Online resources can help in the classroom. Teachers can show students YouTube videos on a screen. But it isn't clear how much laptops add. Google classroom (a web platform used in ACT schools) makes it easier for students to collaborate but there are other ways to collaborate. Google classroom also allows parents to tune into school assignments, but parents who care will find out anyway.
Ask any teacher what happens to technology provided by the school versus something bought at home, and they'll quickly tell you which one will get damaged the most quickly.
Remember Kevin Rudd's decision to give a laptop to every student in years 9 to 12? The rollout was slow, technology changed over time, teachers felt inadequately trained and in the end schools had to cough up their own money to maintain machines that kept breaking down.
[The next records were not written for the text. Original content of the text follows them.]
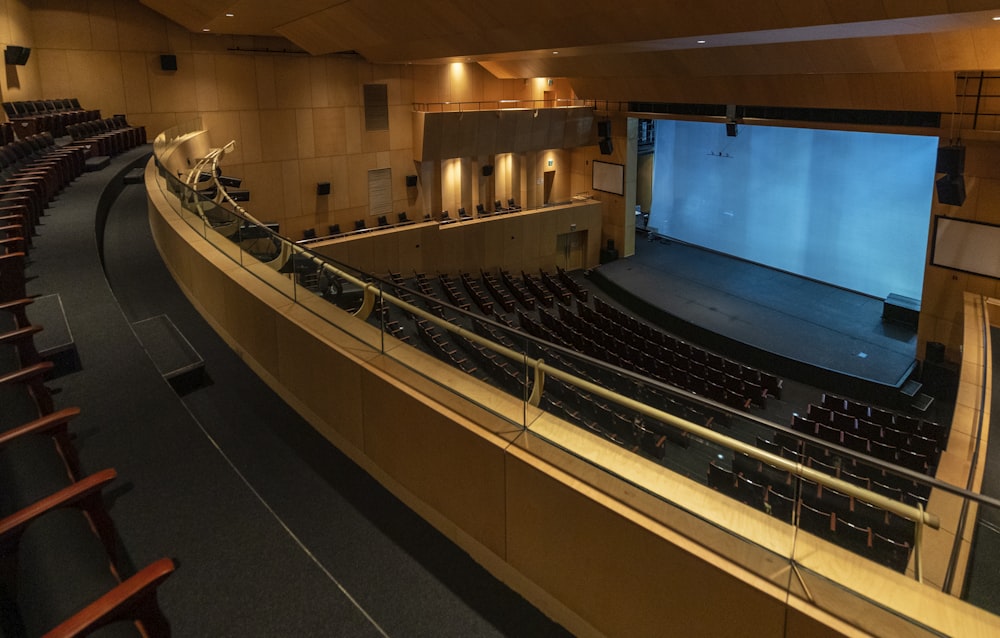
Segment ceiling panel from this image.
[142,0,1000,102]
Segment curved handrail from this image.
[157,126,1000,600]
[941,295,992,593]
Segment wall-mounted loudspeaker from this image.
[3,45,31,66]
[935,175,965,206]
[934,146,965,175]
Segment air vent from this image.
[365,84,389,131]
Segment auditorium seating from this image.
[0,166,175,636]
[66,115,146,157]
[348,270,942,572]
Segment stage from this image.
[589,236,917,406]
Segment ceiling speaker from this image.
[3,45,31,66]
[935,175,965,206]
[934,146,965,175]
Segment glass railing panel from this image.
[516,340,795,587]
[369,273,532,430]
[148,119,1000,633]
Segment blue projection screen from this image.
[649,120,938,299]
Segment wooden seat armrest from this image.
[0,297,35,312]
[44,558,176,638]
[0,468,118,538]
[0,361,55,385]
[0,325,42,346]
[0,407,80,448]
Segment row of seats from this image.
[814,393,950,449]
[756,431,930,507]
[0,133,87,240]
[3,98,101,137]
[370,264,926,571]
[583,298,783,399]
[707,457,914,572]
[791,404,941,475]
[551,297,764,410]
[0,182,174,636]
[66,115,146,157]
[301,198,521,242]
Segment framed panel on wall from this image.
[931,215,1000,279]
[594,160,625,195]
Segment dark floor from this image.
[963,328,1000,614]
[29,147,565,636]
[23,149,997,636]
[592,236,917,404]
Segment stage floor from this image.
[592,236,917,388]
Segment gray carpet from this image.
[30,147,565,636]
[599,240,917,385]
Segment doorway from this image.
[556,230,587,271]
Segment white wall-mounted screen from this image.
[649,120,938,299]
[594,161,625,195]
[931,217,1000,279]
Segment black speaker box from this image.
[3,45,31,66]
[936,175,965,206]
[934,146,965,175]
[924,341,944,363]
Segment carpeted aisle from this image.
[30,147,565,636]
Computers, tablets and laptops are not silver bullets to produce critical and creative thinkers for the 21st century. In the late 2000s, Duke University researchers Jacob Vigdor and Helen Ladd conducted one of the world's biggest studies on the effect of gaining a home computer on maths and reading scores. Not only was there no evidence that it helped scores, they said, but there was "statistically significant" evidence it sent them backwards.
While computers can help (with research for homework and the like) they can also hurt (by providing distractions such as social networking and gaming sites).
"I am not saying go out and burn all the computers. If you want to buy junior a computer with your own dollars, that's fine. If you make this decision that junior's momentary pleasure is worth a small loss in knowledge – go ahead," Vigdor told Fairfax Media at the time.
He added that it was another thing altogether to talk about spending public money on computers. "The justification for these policies when they are proposed is not to allow students to have a good time, it's to improve the way they perform at school," he said.
Reading on devices might even harm comprehension. In a 2014 study, "Is Google Making Us Stupid?", New Zealand researchers Val Hooper and Channa Herath found "definite differences between people's online and offline reading behaviours". They said we were likely to process words read from paper more deeply.
"Online reading has had a negative impact on people's cognition," they concluded. "Concentration, comprehension, absorption and recall rates were all much lower while reading online."
If there are studies that show pushing devices into classrooms and homes improves learning outcomes, it would be nice if the ACT pointed to it them, or even better did a comprehensive review of all of the studies to date and used it to guide what it did.
Until it does, it's reasonable to conclude that children and young people need good teaching and strong relationships with teachers more than they need so-called "infrastructure" that will become obsolete within a few years.